My article focused mainly on Hayne, but Allgood and West also made appearances. Dr. Lloyd White, one of Mississipppi's last two official state medical examiners, left his position in disgust after trying and failing to rein in Dr. Hayne and the state's prosecutors and coroners. This passage seems particularly relevant:
White also cited a case in which he had performed an autopsy on a woman who'd been found dead in her bathtub. White concluded it wasn't immediately possible to determine a cause of death; he needed to wait for the results of toxicology and microscopic tests. According to White's letter, he soon received a phone call from Hayne, who told him the body had been taken to Hayne's office for a second examination at the request of Forrest Allgood, the district attorney for Clay, Lowndes, Noxubee, and Oktibbeha counties. Although White was the state medical examiner at the time, he said the second autopsy was performed "surreptitiously, without my knowledge or permission." Allgood already had a suspect he wanted to charge with the crime, White said, and "he was afraid my autopsy wouldn't provide him with the evidence he needed." (Allgood's office did not respond to requests for an interview.)
According to White, Hayne told him he had concluded that the woman was strangled. White said Hayne then suggested it would be in White's "best interest" to issue a report agreeing with him.
White's replacement also resigned in disgust after butting heads with Hayne, West, and the state's coroners and prosecutors. The office has been vacant since the mid-1990s, giving Hayne and rogue prosecutors like Allgood free reign.

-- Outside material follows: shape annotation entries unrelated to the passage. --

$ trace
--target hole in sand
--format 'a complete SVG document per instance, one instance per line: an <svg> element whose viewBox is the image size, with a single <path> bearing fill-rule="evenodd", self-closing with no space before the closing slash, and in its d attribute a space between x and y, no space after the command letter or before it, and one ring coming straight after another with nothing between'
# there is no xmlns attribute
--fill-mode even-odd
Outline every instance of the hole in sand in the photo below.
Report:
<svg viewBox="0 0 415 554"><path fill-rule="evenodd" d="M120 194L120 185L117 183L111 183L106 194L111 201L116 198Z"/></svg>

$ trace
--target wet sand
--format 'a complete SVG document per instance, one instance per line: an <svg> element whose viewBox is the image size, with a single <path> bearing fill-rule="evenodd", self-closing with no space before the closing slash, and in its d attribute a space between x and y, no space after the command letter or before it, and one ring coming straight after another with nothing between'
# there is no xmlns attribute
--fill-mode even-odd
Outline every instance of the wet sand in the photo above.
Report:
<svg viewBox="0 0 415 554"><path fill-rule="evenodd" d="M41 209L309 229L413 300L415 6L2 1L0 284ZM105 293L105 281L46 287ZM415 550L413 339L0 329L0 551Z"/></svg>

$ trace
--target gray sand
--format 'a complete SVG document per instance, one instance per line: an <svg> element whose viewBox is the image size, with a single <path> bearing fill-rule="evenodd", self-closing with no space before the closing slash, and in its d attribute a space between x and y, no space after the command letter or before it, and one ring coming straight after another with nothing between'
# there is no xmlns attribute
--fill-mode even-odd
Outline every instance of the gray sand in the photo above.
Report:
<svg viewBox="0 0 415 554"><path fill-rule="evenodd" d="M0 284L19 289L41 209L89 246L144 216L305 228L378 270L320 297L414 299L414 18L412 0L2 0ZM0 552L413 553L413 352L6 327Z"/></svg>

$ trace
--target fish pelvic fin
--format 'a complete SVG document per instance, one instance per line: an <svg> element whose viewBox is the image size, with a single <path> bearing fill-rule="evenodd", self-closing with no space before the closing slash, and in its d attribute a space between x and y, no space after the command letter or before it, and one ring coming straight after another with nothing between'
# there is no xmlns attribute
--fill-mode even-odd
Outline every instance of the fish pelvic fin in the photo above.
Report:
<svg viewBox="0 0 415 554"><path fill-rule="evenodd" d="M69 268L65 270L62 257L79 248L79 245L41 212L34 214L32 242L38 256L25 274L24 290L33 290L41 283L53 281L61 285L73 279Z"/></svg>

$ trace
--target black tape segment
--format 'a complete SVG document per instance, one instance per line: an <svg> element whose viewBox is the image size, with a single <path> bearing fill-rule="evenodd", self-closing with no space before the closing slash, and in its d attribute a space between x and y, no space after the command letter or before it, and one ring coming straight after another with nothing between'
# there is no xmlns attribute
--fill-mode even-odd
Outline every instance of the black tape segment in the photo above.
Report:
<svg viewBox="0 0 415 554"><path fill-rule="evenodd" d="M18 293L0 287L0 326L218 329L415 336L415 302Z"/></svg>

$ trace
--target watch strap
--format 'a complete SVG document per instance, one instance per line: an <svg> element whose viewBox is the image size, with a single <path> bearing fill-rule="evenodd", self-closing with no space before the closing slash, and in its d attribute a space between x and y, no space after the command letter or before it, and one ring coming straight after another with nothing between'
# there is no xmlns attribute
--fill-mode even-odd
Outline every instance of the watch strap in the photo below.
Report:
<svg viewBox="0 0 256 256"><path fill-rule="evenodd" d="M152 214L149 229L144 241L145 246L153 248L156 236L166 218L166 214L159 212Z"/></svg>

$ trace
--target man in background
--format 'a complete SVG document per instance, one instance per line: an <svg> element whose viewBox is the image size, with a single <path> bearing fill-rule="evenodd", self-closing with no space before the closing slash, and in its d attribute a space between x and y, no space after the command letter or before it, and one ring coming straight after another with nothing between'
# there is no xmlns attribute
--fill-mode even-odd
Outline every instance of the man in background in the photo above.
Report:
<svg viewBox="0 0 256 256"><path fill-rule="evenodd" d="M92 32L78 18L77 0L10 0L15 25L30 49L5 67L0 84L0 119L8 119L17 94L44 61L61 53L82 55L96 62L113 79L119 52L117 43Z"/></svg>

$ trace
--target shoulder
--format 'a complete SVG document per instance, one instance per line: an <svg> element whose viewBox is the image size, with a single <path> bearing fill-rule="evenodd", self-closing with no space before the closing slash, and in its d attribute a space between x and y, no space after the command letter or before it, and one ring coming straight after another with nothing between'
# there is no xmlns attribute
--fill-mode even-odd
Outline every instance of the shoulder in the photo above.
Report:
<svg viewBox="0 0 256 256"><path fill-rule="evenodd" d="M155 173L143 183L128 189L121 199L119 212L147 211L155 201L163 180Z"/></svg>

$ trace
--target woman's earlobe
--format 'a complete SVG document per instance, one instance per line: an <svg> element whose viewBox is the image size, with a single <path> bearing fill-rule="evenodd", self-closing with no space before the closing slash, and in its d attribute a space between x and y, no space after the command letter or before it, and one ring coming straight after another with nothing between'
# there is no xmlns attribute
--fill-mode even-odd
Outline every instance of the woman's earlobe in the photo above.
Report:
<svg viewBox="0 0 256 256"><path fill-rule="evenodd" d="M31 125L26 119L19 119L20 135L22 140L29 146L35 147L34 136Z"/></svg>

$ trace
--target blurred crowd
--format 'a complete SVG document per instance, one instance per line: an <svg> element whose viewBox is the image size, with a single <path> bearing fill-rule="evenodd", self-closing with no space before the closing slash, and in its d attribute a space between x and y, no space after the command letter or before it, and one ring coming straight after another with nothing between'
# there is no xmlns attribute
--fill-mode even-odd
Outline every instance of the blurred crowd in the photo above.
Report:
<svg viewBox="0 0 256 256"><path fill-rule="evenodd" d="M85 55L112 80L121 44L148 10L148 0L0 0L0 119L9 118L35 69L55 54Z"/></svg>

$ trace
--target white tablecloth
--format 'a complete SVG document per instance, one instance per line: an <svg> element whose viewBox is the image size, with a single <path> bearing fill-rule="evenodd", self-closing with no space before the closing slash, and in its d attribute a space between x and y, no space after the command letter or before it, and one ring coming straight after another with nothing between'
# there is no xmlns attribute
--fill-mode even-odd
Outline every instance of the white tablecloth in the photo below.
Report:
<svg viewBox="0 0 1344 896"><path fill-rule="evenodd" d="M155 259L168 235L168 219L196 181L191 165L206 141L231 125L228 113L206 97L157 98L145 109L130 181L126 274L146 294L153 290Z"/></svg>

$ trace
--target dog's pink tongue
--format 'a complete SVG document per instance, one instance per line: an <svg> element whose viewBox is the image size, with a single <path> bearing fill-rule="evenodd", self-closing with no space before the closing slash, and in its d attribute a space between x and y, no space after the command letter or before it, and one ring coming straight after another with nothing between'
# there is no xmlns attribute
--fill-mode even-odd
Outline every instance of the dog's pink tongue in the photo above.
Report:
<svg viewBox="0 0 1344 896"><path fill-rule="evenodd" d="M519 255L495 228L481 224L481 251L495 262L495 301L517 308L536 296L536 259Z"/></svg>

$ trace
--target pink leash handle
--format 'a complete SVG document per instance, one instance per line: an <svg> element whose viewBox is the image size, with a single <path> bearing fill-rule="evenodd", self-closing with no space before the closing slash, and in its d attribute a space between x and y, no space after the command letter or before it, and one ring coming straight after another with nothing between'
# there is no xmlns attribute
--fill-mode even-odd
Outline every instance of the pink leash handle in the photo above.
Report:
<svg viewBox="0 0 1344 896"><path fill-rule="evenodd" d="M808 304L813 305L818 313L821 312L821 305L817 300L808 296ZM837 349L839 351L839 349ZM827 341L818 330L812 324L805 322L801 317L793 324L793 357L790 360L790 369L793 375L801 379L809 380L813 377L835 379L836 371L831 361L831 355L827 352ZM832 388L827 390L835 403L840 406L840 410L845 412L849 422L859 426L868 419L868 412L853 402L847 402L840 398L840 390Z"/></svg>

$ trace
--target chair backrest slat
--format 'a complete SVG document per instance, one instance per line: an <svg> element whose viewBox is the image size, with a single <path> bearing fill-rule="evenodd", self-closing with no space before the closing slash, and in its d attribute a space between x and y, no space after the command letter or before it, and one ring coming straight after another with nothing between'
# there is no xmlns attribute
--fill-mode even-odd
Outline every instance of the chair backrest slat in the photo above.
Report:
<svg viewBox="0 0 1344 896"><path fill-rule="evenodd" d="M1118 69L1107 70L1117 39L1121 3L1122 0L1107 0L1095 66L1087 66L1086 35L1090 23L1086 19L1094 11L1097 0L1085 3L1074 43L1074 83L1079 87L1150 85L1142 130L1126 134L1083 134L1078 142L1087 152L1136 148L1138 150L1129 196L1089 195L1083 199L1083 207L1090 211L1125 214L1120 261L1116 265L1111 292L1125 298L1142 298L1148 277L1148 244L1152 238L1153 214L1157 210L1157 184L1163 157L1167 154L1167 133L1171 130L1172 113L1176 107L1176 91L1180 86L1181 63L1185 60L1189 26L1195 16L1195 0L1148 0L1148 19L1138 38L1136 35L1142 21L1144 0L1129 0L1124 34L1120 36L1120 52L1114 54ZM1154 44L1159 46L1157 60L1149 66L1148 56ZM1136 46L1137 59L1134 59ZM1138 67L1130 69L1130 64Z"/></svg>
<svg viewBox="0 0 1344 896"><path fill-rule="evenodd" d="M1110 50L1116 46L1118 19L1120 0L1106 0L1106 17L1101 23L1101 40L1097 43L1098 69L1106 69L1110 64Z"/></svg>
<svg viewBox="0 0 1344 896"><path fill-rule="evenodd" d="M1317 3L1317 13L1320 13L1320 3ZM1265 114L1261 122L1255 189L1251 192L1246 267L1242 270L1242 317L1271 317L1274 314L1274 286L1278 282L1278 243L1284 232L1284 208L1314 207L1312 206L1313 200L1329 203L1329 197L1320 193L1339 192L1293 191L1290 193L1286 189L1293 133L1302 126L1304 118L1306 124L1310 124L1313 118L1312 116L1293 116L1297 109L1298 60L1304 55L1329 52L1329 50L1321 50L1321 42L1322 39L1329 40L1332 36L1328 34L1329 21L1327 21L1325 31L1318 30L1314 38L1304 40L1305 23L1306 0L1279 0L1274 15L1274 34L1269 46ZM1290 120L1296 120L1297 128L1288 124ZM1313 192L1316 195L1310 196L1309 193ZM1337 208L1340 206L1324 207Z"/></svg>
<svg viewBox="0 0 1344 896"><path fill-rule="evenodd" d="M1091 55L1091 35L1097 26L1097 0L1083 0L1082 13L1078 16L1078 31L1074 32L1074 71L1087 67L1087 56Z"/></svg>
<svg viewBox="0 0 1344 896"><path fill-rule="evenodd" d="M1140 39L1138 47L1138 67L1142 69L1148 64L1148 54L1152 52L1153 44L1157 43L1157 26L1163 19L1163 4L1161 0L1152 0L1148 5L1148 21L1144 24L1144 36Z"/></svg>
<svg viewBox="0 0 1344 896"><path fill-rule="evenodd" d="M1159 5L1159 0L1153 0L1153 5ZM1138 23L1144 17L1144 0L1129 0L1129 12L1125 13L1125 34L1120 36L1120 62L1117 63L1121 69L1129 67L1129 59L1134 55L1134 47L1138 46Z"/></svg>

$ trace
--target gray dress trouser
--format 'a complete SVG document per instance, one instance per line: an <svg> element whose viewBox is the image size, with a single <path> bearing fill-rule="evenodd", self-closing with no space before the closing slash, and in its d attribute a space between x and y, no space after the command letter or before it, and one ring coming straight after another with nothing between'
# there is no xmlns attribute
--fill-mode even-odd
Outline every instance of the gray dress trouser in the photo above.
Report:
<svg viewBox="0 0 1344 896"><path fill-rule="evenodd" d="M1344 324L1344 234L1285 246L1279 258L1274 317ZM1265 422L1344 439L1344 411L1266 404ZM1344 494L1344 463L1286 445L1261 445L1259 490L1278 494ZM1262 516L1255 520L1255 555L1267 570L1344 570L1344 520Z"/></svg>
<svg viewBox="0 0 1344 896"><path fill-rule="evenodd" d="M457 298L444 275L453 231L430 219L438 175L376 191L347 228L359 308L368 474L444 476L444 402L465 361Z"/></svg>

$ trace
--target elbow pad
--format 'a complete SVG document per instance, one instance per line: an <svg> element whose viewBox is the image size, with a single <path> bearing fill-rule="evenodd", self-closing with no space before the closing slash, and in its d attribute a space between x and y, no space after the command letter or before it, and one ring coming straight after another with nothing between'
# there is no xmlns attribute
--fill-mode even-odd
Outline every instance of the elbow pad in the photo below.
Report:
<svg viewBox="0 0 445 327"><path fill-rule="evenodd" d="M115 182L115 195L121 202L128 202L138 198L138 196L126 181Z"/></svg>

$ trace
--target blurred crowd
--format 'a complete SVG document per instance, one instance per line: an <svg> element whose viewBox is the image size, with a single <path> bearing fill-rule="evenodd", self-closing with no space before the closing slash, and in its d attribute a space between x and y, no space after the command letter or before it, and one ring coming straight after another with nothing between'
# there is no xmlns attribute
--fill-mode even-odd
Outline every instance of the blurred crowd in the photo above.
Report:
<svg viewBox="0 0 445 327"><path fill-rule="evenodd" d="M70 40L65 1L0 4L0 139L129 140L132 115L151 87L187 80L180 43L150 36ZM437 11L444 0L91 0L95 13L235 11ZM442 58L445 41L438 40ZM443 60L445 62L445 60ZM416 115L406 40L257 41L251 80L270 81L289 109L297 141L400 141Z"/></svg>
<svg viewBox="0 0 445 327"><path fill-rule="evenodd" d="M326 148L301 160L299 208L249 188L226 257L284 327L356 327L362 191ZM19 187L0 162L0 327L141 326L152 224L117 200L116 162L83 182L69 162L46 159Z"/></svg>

This also isn't the first time an Allgood death penalty case has been overturned. In 1990, he convicted an 18-year-old mentally handicapped woman of killing her infant son. She was acquitted and released from death row after being granted a new trial due to problems with (surprise!) the conclusions drawn by the medical examiner Allgood recruited to perform the autopsy on the boy.
Since my article (and accompanying op-eds in the Wall Street Journal and the Jackson Clarion-Ledger) ran, very little has changed. That's too bad, because my sources in Mississippi tell me all the appropriate people down there were made aware of it, several times over.
Defense attorneys are more keen to Hayne, now, and are filing briefs challenging his status as an expert witness. But thus far, they've found little sympathy from the state's courts. Hayne is still doing autopsies in Mississippi, and judges are still letting him testify. Last November, the new judge in Cory Maye's case dismissed a brief in which Maye's lawyers asked that they be allowed to question Hayne's credentials. He said the case needed "closure." In another case, the court refused to grant an indigent defendant the funding to hire his own expert witness to review Dr. Hayne's autopsy. In both cases, attorneys cited my reporting on Hayne. My reporting on Hayne was also brought to the attention of Mississippi's State Supreme Court in the January 2007 case appeal of Tyler Edmonds. That case represented the first time the court had ever tossed out Dr. Hayne's testimony. Allgood was the prosecutor in that case, too.
So Mississippi's courts, lawmakers, and executive agencies are all well aware of the problem. They simply aren't interested in doing anything about it.
Attorney General Hood is doing the right thing in exonerating Brewer and (likely) Brooks. But it shouldn't stop there. It's time for Mississippi to conduct a thorough review of every case in which Dr. Hayne or Dr. West has ever testified. In fact, there are other medical examiners in the state whose work has been called into question, too. It wouldn't be the first time this has happened. Similar reviews have been conducted in West Virginia, Houston, and Oklahoma City after deficiencies and fraud in crime labs were exposed.
It's probably also time to start looking at possible criminal civil rights violations by Hayne, West, and Allgood. The state's entire medical examiner system is in need of a major overhaul. But right now, it's more important to undo the damage already done, and free the people Hayne and West may have already wrongfully sent to prison.